9 year old arrested with squirt gun part of crime wave

By Mitchell Landsberg, in 1991

For four hot hours recently, Healdsburg, Calif., was a safer, drier place. Carin Lieberman, squirt gun assailant, was behind bars. The citizenry could also breathe easier in Thonotosassa, Fla., when Tammy Toloff, 9-yearold pebble thrower, was hauled away in handcuffs. Crime? You want to hear about crime? In Cobb County, Ga., Rebecca Anding was thrown right into the clink on Easter Sunday after she was caught in the act of picking tulips for her grandmother's grave. But folks have come to expect the worst in Cobb County, which is also home to Linda Judson, who allegedly FAILED TO RETURN TWO VIDEOTAPES! You can bet they put her behind bars. Then there's Reba Martineau, the 88-year-old resident of Rochester, N.H., who took a kickball from children when it landed in her yard on April 12. She refuses to give it back. Her court hearing is Friday, and she could be jailed if she refuses to pay a fine. What's going on here? Isn't this a nation awash in drugs and violence, serial killers and Leona Helmsley? In short, don't police have anything better to do? Well, maybe, some law enforcement officials say. On the other hand, a crime is a crime, isn't it? "You get criticized if you do something and you get criticized if you don't," complained Police Chief David G. Walchak of Concord, N.H., speaking as a vice president of the International Association of Chiefs of Police. "The tendency," he added, "is to err on the side of caution." In California, prosecutor Peter Bumerts defends the decision to run in Carin Lieberman, who was jailed for four hours on July 6 for squirting two people. She pleaded innocent Monday to two counts of battery. "They were minding their own business," Bumerts said of the complainants. To which defense attorney Chris Andrean responds: "Come on, it was a joke and not a crime." What are we to think?
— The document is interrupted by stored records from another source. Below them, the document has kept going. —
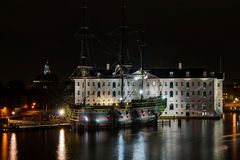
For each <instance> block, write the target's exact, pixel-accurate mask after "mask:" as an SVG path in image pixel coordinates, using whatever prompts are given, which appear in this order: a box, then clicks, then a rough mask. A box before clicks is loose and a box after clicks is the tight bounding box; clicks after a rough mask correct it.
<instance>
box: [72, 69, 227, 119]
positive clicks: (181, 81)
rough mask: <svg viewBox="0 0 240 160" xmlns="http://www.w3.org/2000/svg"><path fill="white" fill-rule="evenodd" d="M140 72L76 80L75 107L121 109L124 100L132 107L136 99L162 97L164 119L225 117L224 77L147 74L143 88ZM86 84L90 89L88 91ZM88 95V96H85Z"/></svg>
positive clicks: (210, 75) (92, 77) (208, 73)
mask: <svg viewBox="0 0 240 160" xmlns="http://www.w3.org/2000/svg"><path fill="white" fill-rule="evenodd" d="M139 73H140V71H135V72H132V74H129V75H128V76H126V77H125V78H124V83H123V97H121V79H120V78H119V77H116V76H114V74H111V75H101V74H100V73H98V76H96V77H94V76H92V77H89V78H87V79H84V78H75V79H74V80H75V104H81V103H83V99H84V97H86V104H87V105H95V106H101V105H109V106H112V105H118V104H119V103H120V101H121V99H123V100H124V102H126V105H128V103H129V102H131V100H132V99H140V97H141V94H143V97H144V98H151V97H156V96H162V98H167V107H166V109H165V111H164V112H163V113H162V115H161V116H162V117H203V116H205V117H219V116H221V115H222V112H223V109H222V106H223V103H222V89H223V80H224V77H223V74H222V73H220V74H214V73H213V72H211V73H210V72H207V71H206V70H204V69H155V70H149V71H148V72H145V73H144V79H143V89H142V88H141V83H142V81H141V77H140V76H139ZM85 82H86V88H85V86H84V85H85ZM85 91H86V93H85Z"/></svg>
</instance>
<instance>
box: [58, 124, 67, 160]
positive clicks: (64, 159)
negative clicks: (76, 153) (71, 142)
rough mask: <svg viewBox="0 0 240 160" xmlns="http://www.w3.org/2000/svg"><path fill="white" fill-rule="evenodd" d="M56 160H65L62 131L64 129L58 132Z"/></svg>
mask: <svg viewBox="0 0 240 160" xmlns="http://www.w3.org/2000/svg"><path fill="white" fill-rule="evenodd" d="M57 159H58V160H66V144H65V131H64V129H61V130H60V132H59V143H58V148H57Z"/></svg>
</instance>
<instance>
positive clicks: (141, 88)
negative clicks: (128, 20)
mask: <svg viewBox="0 0 240 160" xmlns="http://www.w3.org/2000/svg"><path fill="white" fill-rule="evenodd" d="M141 36H142V42H139V40H138V49H139V52H140V64H141V69H140V72H141V87H140V95H141V100H143V80H144V64H143V53H144V48H145V47H146V45H145V42H144V31H142V34H141Z"/></svg>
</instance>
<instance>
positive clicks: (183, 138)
mask: <svg viewBox="0 0 240 160" xmlns="http://www.w3.org/2000/svg"><path fill="white" fill-rule="evenodd" d="M238 120H239V116H238V115H236V114H229V115H225V117H224V118H223V119H221V120H189V121H186V120H182V121H181V123H179V121H178V120H175V121H172V122H171V126H163V127H162V126H158V127H157V128H138V129H125V130H124V129H121V130H118V131H98V132H95V131H91V132H85V133H83V134H79V133H76V132H73V131H71V130H69V129H60V128H59V129H48V130H36V131H25V132H17V133H0V142H1V143H0V159H2V160H5V159H10V160H17V159H20V160H27V159H29V160H37V159H39V160H40V159H41V160H47V159H50V160H54V159H57V160H67V159H70V160H71V159H74V160H77V159H79V160H94V159H99V160H155V159H156V160H158V159H160V160H175V159H179V160H198V159H202V160H211V159H214V160H221V159H226V160H230V159H233V160H235V159H236V160H237V159H240V133H239V132H240V123H239V121H238ZM238 153H239V154H238Z"/></svg>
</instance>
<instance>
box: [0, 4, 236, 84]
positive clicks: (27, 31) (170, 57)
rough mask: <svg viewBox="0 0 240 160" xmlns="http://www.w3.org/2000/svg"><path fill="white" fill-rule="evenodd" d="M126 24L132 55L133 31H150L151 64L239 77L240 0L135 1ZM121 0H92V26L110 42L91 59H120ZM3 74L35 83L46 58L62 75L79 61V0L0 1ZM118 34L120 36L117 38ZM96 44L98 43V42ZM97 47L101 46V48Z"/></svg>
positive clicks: (149, 52)
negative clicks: (77, 32)
mask: <svg viewBox="0 0 240 160" xmlns="http://www.w3.org/2000/svg"><path fill="white" fill-rule="evenodd" d="M127 3H128V8H127V23H128V26H129V27H128V31H129V32H131V33H129V50H130V58H131V59H132V60H133V61H134V62H135V63H136V62H137V61H136V58H138V55H139V53H138V51H137V49H136V47H137V46H136V45H135V44H134V42H135V41H136V35H135V32H134V31H137V30H138V31H141V30H144V31H145V34H144V36H145V39H146V43H147V48H146V49H145V63H146V64H147V65H148V66H152V67H156V66H159V67H175V66H177V63H178V62H180V61H181V62H182V63H183V67H201V68H208V69H209V70H212V71H218V70H219V69H218V68H219V57H220V55H221V56H222V66H223V67H222V68H223V71H224V72H226V75H227V78H229V79H230V78H240V69H239V66H238V65H239V62H240V54H239V53H240V20H239V19H240V9H239V7H240V1H237V0H235V1H234V0H198V1H192V0H182V1H179V0H165V1H159V0H145V1H144V0H129V1H128V2H127ZM120 4H121V0H88V10H87V24H88V26H89V28H90V31H91V33H93V34H94V35H95V36H96V37H98V38H99V39H100V40H101V41H102V42H103V43H105V47H102V48H101V47H99V46H100V45H99V44H96V45H97V46H98V47H94V48H95V50H94V51H93V52H94V53H91V59H92V63H96V64H97V65H98V66H100V64H105V63H106V62H107V61H108V62H112V63H113V62H114V61H115V60H116V56H115V55H114V54H113V53H109V52H105V51H103V48H108V47H109V48H113V45H112V44H111V43H110V36H109V33H110V32H112V31H113V30H115V29H116V28H118V27H119V26H120V25H121V14H120V13H121V10H120ZM0 6H1V9H0V79H1V80H2V81H3V82H7V81H11V80H15V79H18V80H23V81H25V82H30V81H31V80H32V79H34V78H35V77H36V76H37V75H38V74H39V73H41V72H42V69H43V64H44V62H45V61H46V59H48V60H49V63H50V64H51V67H52V71H53V72H55V73H56V74H57V75H58V76H59V78H60V79H63V78H66V77H68V76H69V75H70V74H71V73H72V72H73V70H74V69H75V67H76V65H77V64H78V62H79V56H80V42H79V41H78V40H77V39H76V38H75V37H74V36H73V35H74V33H76V32H77V31H78V30H79V28H80V26H81V10H80V6H81V1H80V0H71V1H67V0H34V1H32V0H21V1H19V0H11V1H4V2H2V1H1V2H0ZM115 37H116V35H115ZM93 45H95V42H94V43H93ZM96 48H97V49H96Z"/></svg>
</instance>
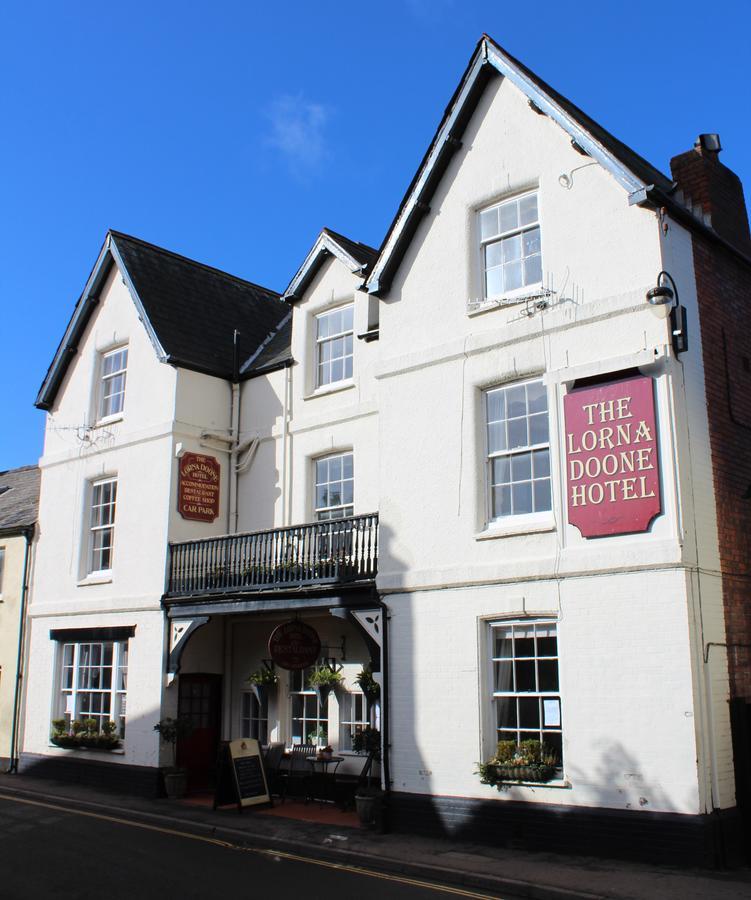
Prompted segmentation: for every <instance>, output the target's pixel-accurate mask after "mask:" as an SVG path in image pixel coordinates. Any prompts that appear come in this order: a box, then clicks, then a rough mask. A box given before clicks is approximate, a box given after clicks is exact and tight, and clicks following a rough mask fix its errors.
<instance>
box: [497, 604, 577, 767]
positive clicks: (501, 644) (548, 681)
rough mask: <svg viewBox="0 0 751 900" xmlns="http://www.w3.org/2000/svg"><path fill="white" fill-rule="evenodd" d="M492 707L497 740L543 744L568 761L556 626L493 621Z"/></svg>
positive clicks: (539, 624) (548, 622)
mask: <svg viewBox="0 0 751 900" xmlns="http://www.w3.org/2000/svg"><path fill="white" fill-rule="evenodd" d="M491 641H492V650H491V653H492V703H493V707H494V713H495V715H494V718H495V722H496V740H498V741H509V740H513V741H516V743H517V744H520V743H521V742H522V741H527V740H537V741H541V742H542V743H543V744H545V745H546V746H547V747H549V748H550V749H551V750H553V751H554V753H555V754H556V756H557V758H558V762H559V765H562V763H563V722H562V718H561V697H560V686H559V677H558V633H557V627H556V624H555V623H554V622H544V621H541V622H513V623H505V622H499V623H493V624H492V625H491Z"/></svg>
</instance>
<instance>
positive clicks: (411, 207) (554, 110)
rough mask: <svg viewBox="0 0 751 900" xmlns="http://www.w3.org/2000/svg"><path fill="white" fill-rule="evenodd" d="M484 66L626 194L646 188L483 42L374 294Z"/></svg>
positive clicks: (368, 289) (403, 211)
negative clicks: (542, 117) (578, 149)
mask: <svg viewBox="0 0 751 900" xmlns="http://www.w3.org/2000/svg"><path fill="white" fill-rule="evenodd" d="M484 65H491V66H493V68H494V69H495V70H496V71H497V72H499V73H500V74H501V75H503V76H504V77H506V78H508V79H509V81H510V82H511V83H512V84H513V85H515V86H516V87H517V88H518V89H519V90H520V91H521V92H522V93H523V94H525V96H526V97H527V98H528V99H530V100H532V101H533V102H534V103H535V105H536V106H537V107H538V108H539V109H541V110H542V111H543V112H544V113H545V114H546V115H548V116H549V117H550V118H551V119H553V121H554V122H556V123H557V124H558V125H560V127H561V128H563V130H564V131H565V132H566V133H567V134H568V135H569V136H570V137H571V138H573V139H574V140H575V141H576V142H577V144H579V146H580V147H581V148H582V149H583V150H585V151H586V152H587V153H588V154H589V156H591V157H592V159H594V160H596V161H597V162H599V163H600V165H602V166H603V168H605V169H606V170H607V171H608V172H610V174H611V175H612V176H613V177H614V178H615V180H616V181H617V182H618V183H619V184H620V185H621V186H622V187H623V188H625V189H626V191H627V193H628V194H629V196H631V195H633V194H634V193H635V192H638V191H640V190H643V189H644V188H645V185H644V183H643V182H642V181H641V180H640V179H639V178H637V177H636V176H635V175H634V174H633V173H632V172H631V171H630V170H629V169H627V168H626V167H625V166H623V165H622V164H621V163H620V162H618V160H616V159H615V157H614V156H613V155H612V154H611V153H610V152H609V151H608V150H606V149H605V148H604V147H603V146H602V144H600V143H599V141H596V140H595V139H594V138H593V137H592V136H591V135H590V134H589V132H588V131H586V130H585V129H584V128H582V127H581V126H580V125H579V124H578V123H576V122H575V121H574V120H573V119H572V118H571V116H569V115H568V113H566V112H564V110H563V109H561V107H560V106H559V105H558V104H557V103H555V102H554V101H553V100H552V99H551V98H550V97H549V96H548V95H547V94H546V93H545V92H544V91H543V90H541V89H540V88H539V87H538V86H537V85H536V84H534V82H533V81H532V80H531V79H530V78H528V77H527V76H526V75H524V73H523V72H521V71H520V70H519V69H518V68H517V67H516V66H515V65H514V64H513V63H512V62H511V61H510V60H509V59H508V58H507V57H506V56H505V55H504V54H503V53H500V52H499V51H498V50H497V49H496V48H495V47H494V46H493V45H492V44H489V43H488V41H483V42H482V44H481V46H480V47H479V48H478V50H477V52H476V54H475V59H474V62H473V63H472V64H471V66H470V69H469V71H468V72H467V74H466V76H465V80H464V84H463V86H462V88H461V91H460V92H459V94H458V96H457V98H456V101H455V103H454V106H453V108H452V110H451V113H450V115H449V116H448V118H447V119H446V121H445V122H444V124H443V126H442V127H441V129H440V131H439V132H438V134H437V135H436V137H435V139H434V141H433V146H432V148H431V150H430V153H429V155H428V158H427V159H426V161H425V163H424V164H423V169H422V172H421V174H420V176H419V178H418V180H417V182H416V184H415V185H414V187H413V188H412V191H411V194H410V197H409V200H408V201H407V202H406V203H405V204H404V206H403V208H402V210H401V212H400V213H399V217H398V219H397V221H396V223H395V224H394V227H393V228H392V230H391V233H390V234H389V236H388V239H387V241H386V244H385V245H384V247H383V249H382V250H381V253H380V255H379V257H378V260H377V262H376V264H375V266H374V267H373V271H372V273H371V274H370V276H369V277H368V279H367V281H366V283H365V290H367V291H368V293H371V294H377V293H378V292H379V290H380V289H381V284H380V281H381V277H382V275H383V272H384V269H385V268H386V267H387V265H388V262H389V258H390V257H391V254H392V253H393V251H394V249H395V248H396V245H397V244H398V242H399V239H400V237H401V233H402V231H403V230H404V227H405V225H406V222H407V220H408V219H409V217H410V216H411V215H412V214H413V212H414V208H415V205H416V204H417V203H418V202H419V200H420V197H421V194H422V191H423V189H424V187H425V185H426V183H427V181H428V179H429V178H430V174H431V172H432V170H433V167H434V166H435V164H436V161H437V159H438V157H439V155H440V153H441V151H442V150H443V146H444V144H445V143H446V141H447V140H448V138H449V137H450V136H451V132H452V129H453V127H454V124H455V123H456V120H457V119H458V118H459V116H460V115H461V112H462V110H463V107H464V104H465V102H466V101H467V99H468V97H469V95H470V93H471V91H472V87H473V85H474V83H475V81H476V80H477V78H478V76H479V74H480V71H481V70H482V67H483V66H484Z"/></svg>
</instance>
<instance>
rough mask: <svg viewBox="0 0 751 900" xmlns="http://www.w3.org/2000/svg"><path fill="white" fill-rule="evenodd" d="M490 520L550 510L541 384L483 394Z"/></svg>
mask: <svg viewBox="0 0 751 900" xmlns="http://www.w3.org/2000/svg"><path fill="white" fill-rule="evenodd" d="M485 421H486V430H487V467H488V474H487V480H488V493H489V498H488V507H489V514H490V519H491V520H493V521H495V520H498V519H501V518H505V517H506V516H519V515H524V514H527V513H538V512H545V511H549V510H551V509H552V496H551V481H550V436H549V429H548V395H547V391H546V389H545V385H544V384H543V383H542V381H541V380H535V381H527V382H522V383H521V384H519V383H516V384H512V385H507V386H504V387H498V388H493V389H492V390H489V391H486V392H485Z"/></svg>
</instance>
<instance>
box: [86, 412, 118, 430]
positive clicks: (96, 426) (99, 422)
mask: <svg viewBox="0 0 751 900" xmlns="http://www.w3.org/2000/svg"><path fill="white" fill-rule="evenodd" d="M124 418H125V416H124V415H123V413H113V414H112V415H111V416H103V417H102V418H101V419H97V421H96V422H94V424H93V425H92V426H91V427H92V428H104V427H105V426H107V425H114V424H115V422H122V420H123V419H124Z"/></svg>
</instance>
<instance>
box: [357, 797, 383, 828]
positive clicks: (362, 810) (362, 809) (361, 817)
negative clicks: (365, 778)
mask: <svg viewBox="0 0 751 900" xmlns="http://www.w3.org/2000/svg"><path fill="white" fill-rule="evenodd" d="M355 809H356V810H357V816H358V818H359V819H360V822H361V824H362V825H367V826H368V827H370V828H372V827H374V826H375V825H377V824H378V823H379V822H380V821H381V818H382V813H383V791H374V790H369V791H358V792H357V793H356V794H355Z"/></svg>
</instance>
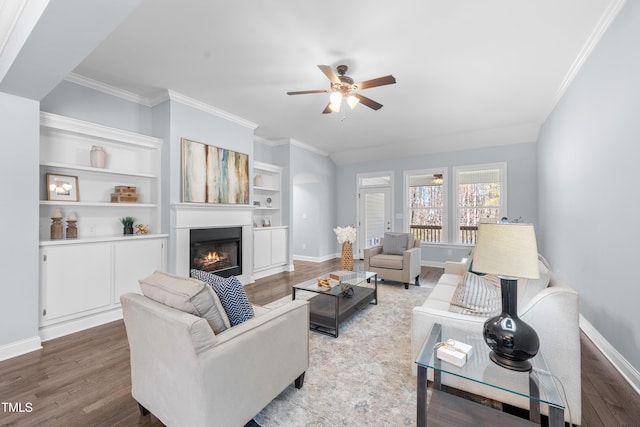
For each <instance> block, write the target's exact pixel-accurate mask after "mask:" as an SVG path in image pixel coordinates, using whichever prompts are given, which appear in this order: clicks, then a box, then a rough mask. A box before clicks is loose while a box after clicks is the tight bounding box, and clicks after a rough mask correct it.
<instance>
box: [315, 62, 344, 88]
mask: <svg viewBox="0 0 640 427" xmlns="http://www.w3.org/2000/svg"><path fill="white" fill-rule="evenodd" d="M318 68H320V70H321V71H322V72H323V73H324V75H325V76H327V77H328V78H329V80H331V83H337V84H340V79H339V78H338V76H337V74H336V72H335V71H333V68H331V67H330V66H328V65H318Z"/></svg>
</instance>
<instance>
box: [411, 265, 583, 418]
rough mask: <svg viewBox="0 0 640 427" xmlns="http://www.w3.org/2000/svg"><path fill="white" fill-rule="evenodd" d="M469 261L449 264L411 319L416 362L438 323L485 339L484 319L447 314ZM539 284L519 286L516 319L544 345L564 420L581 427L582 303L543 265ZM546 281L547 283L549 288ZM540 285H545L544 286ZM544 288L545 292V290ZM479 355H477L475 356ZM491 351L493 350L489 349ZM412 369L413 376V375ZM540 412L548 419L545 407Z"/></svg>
mask: <svg viewBox="0 0 640 427" xmlns="http://www.w3.org/2000/svg"><path fill="white" fill-rule="evenodd" d="M470 263H471V257H470V258H469V259H467V260H465V261H464V262H460V263H456V262H447V263H446V264H445V270H444V274H443V275H442V276H441V277H440V279H439V280H438V283H437V284H436V286H435V288H434V289H433V291H432V292H431V294H430V295H429V297H428V298H427V300H426V301H425V302H424V303H423V304H422V305H421V306H418V307H414V309H413V313H412V324H411V327H412V330H411V347H412V356H413V357H412V360H415V359H416V358H417V356H418V353H419V352H420V349H421V347H422V345H423V344H424V341H425V338H426V336H427V333H428V332H429V331H430V330H431V327H432V326H433V324H434V323H439V324H442V325H449V326H455V327H458V328H461V329H466V330H470V331H475V332H477V333H478V334H482V329H483V325H484V322H485V320H486V317H480V316H471V315H465V314H457V313H453V312H451V311H449V307H450V301H451V299H452V297H453V294H454V291H455V289H456V287H457V286H458V284H459V283H460V282H461V281H462V279H463V277H464V274H465V273H466V272H467V271H469V265H470ZM539 266H540V277H541V278H540V279H538V280H537V281H532V280H519V281H518V314H519V316H520V318H521V319H522V320H524V321H525V322H527V323H528V324H529V325H531V326H532V327H533V328H534V329H535V330H536V332H537V333H538V337H539V339H540V350H539V352H541V353H542V355H543V356H544V358H545V361H546V363H547V365H548V367H549V369H550V370H551V372H552V373H553V375H555V376H556V377H557V378H558V379H559V380H560V381H561V383H562V385H563V386H564V389H565V392H566V397H567V401H566V402H565V403H566V404H567V405H568V406H569V410H567V409H565V420H566V421H569V420H570V417H571V422H572V423H573V424H577V425H580V424H581V419H582V409H581V381H580V328H579V323H578V315H579V298H578V294H577V292H576V291H574V290H573V289H572V288H570V287H569V286H567V285H566V284H563V283H560V282H558V281H557V280H555V278H554V277H553V275H552V274H551V272H550V271H549V270H548V268H547V266H546V265H545V262H543V259H542V258H541V260H540V261H539ZM547 280H548V282H547ZM541 281H542V282H541ZM545 284H546V286H545ZM474 351H476V350H474ZM486 351H489V348H488V347H487V348H486ZM415 371H416V369H415V366H414V374H415ZM447 378H448V380H447V381H445V384H446V385H448V386H451V387H454V388H458V389H461V390H464V391H468V392H470V393H473V394H476V395H480V396H484V397H487V398H491V399H495V400H498V401H500V402H503V403H507V404H510V405H513V406H517V407H520V408H524V409H528V408H529V400H528V399H526V398H525V397H522V396H516V395H514V394H512V393H507V392H504V391H501V390H498V389H494V388H491V387H488V386H484V385H481V384H478V383H472V382H471V381H464V380H461V379H459V378H457V377H454V376H448V377H447ZM541 412H542V413H544V414H547V408H546V406H545V405H542V408H541Z"/></svg>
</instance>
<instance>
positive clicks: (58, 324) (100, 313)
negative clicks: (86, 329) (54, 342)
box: [39, 304, 122, 341]
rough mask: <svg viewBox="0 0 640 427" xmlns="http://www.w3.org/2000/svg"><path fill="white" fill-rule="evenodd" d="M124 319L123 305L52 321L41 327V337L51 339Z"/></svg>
mask: <svg viewBox="0 0 640 427" xmlns="http://www.w3.org/2000/svg"><path fill="white" fill-rule="evenodd" d="M120 319H122V307H120V304H118V306H117V307H114V308H112V309H109V310H107V311H102V312H99V313H95V314H90V315H88V316H84V317H79V318H76V319H70V320H67V321H64V322H59V323H52V324H50V325H47V326H41V327H40V331H39V333H40V338H41V339H42V341H49V340H52V339H54V338H59V337H62V336H65V335H69V334H72V333H74V332H79V331H84V330H85V329H89V328H93V327H96V326H100V325H104V324H105V323H109V322H113V321H116V320H120Z"/></svg>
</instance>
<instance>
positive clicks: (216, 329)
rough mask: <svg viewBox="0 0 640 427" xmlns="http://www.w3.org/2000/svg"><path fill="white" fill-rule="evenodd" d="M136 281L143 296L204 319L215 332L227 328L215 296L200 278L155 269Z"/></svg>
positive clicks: (226, 320)
mask: <svg viewBox="0 0 640 427" xmlns="http://www.w3.org/2000/svg"><path fill="white" fill-rule="evenodd" d="M139 283H140V289H141V290H142V294H143V295H144V296H146V297H147V298H150V299H152V300H154V301H157V302H160V303H162V304H164V305H167V306H169V307H172V308H175V309H177V310H180V311H185V312H187V313H190V314H193V315H195V316H198V317H202V318H203V319H206V320H207V322H208V323H209V326H211V329H212V330H213V333H215V334H219V333H220V332H222V331H224V330H226V329H227V328H228V327H229V319H228V318H227V315H226V313H225V311H224V308H223V307H222V304H221V303H220V300H219V299H218V296H217V295H216V293H215V292H213V290H212V289H211V287H210V286H209V285H207V284H206V283H204V282H201V281H200V280H196V279H190V278H188V277H181V276H175V275H173V274H169V273H165V272H162V271H156V272H154V273H153V274H152V275H151V276H149V277H145V278H144V279H142V280H139Z"/></svg>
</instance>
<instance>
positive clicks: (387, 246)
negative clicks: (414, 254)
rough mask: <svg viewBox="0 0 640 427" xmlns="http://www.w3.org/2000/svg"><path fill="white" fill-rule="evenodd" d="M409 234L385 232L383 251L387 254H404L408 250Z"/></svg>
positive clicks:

Sociologist Jack Levin, a professor at Northeastern University in Boston, sees something big happening here. "I see this as a very large trend," said Levin. "I think definitely we are attempting to re-institute control that we see as missing in our lives. ... It's why people are wearing ties again ... why the death penalty has been re-established ... why patriotism is again popular." Why Carin Lieberman was busted for assault with a loaded squirt gun. " I think the pendulum of change had swung too far in the direction of permissiveness," Levin said.